Abstract Background The clinical, morphological, molecular features, treatment modalities, and survival of primary central nervous system neuroblastoma and ganglioneuroblastoma (CNS-NB and CNS-GNB) in adult patients are still poorly understood. Material and Methods The study included 15 patients with CNS-NB and 16 patients with CNS-GNB aged 18 years and older who were treated in our clinic from 2008 to 2020. Clinical, radiological data and surgical results were analyzed. Analysis of tumor molecular profile was performed using the gene panel, which contained the majority of clinically significant genes. Results Progression-free survival (PFS) and overall survival (OS) were higher in patients with CNS-NB than in patients with CNS-GNB. Median PFS in patients with CNS-NB and CNS-GNB was 156 and 46 weeks, respectively (p=0.022), and median OS was 541 and 82 weeks, respectively (p=0.00045). In both groups, disease progression was more favorable for tumor localization in the cerebral hemispheres without involvement of basal structures (p <0.05). Differences for OS in patients with CNS-NB were obtained when tumor volume was removed by more than 50% with a median OS of 541 weeks (p=0.042) compared to biopsy. In patients with CNS-GNB, total resection of the tumor increased both PFS and OS compared to subtotal resection (p=0.014 and p=0.017), respectively. In patients with CNS-NB, no benefit was observed for any of the different first-line chemotherapy regimens (p > 0.05). In the group of patients with CNS-GNB, 6 cycles of temozolomide increased median PFS compared to other chemotherapeutic regimens (p=0.026). In CNS-NB, a high level of expression was observed only in the βIII-tubulin gene (54%, 7/13).
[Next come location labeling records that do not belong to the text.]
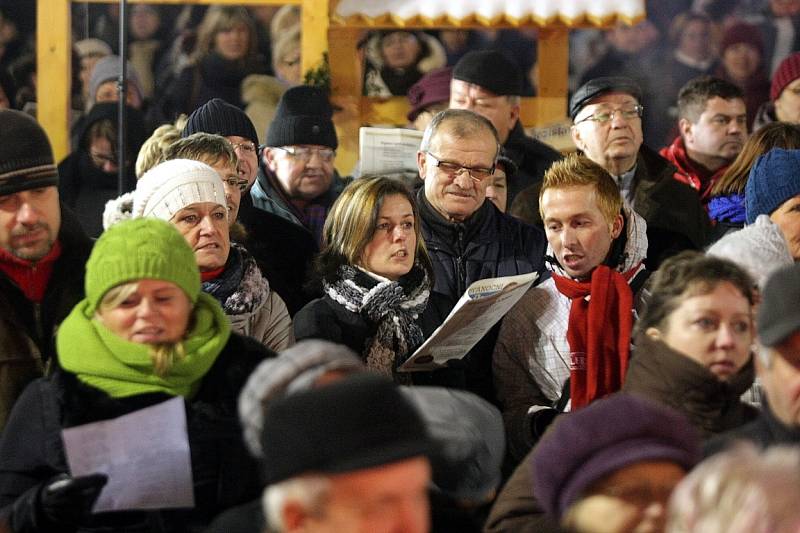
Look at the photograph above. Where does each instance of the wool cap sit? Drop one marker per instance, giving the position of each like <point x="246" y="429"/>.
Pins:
<point x="219" y="117"/>
<point x="779" y="315"/>
<point x="172" y="185"/>
<point x="600" y="86"/>
<point x="491" y="70"/>
<point x="295" y="369"/>
<point x="359" y="422"/>
<point x="586" y="445"/>
<point x="143" y="248"/>
<point x="432" y="88"/>
<point x="759" y="248"/>
<point x="772" y="181"/>
<point x="108" y="69"/>
<point x="303" y="116"/>
<point x="786" y="73"/>
<point x="742" y="32"/>
<point x="26" y="157"/>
In CNS-GNB, high levels of expression were found in three genes: PDGFR-α (54%, 7/13), VEGF (54%, 7/13), and βIII-tubulin (85%, 11/13). No statistically significant effect of mutation in IDH1(R132H) gene on median PFS and OS was observed. The OS of patients with CNS-NB and CNS-GNB was influenced by low or medium levels of VEGF expression (p=0.006), and the OS was influenced by three genes: ERCC1 (p=0.03), MGMT (p=0.029) and VEGF (p=0.002). Conclusion The morphologic type of the tumor determined survival. In both groups, median PFS and OS were influenced by tumor localization. The most important prognostic marker in adult patients with CNS-NB and CNS-GNB was VEGF, while MGMT and ERCC1 were predictive markers.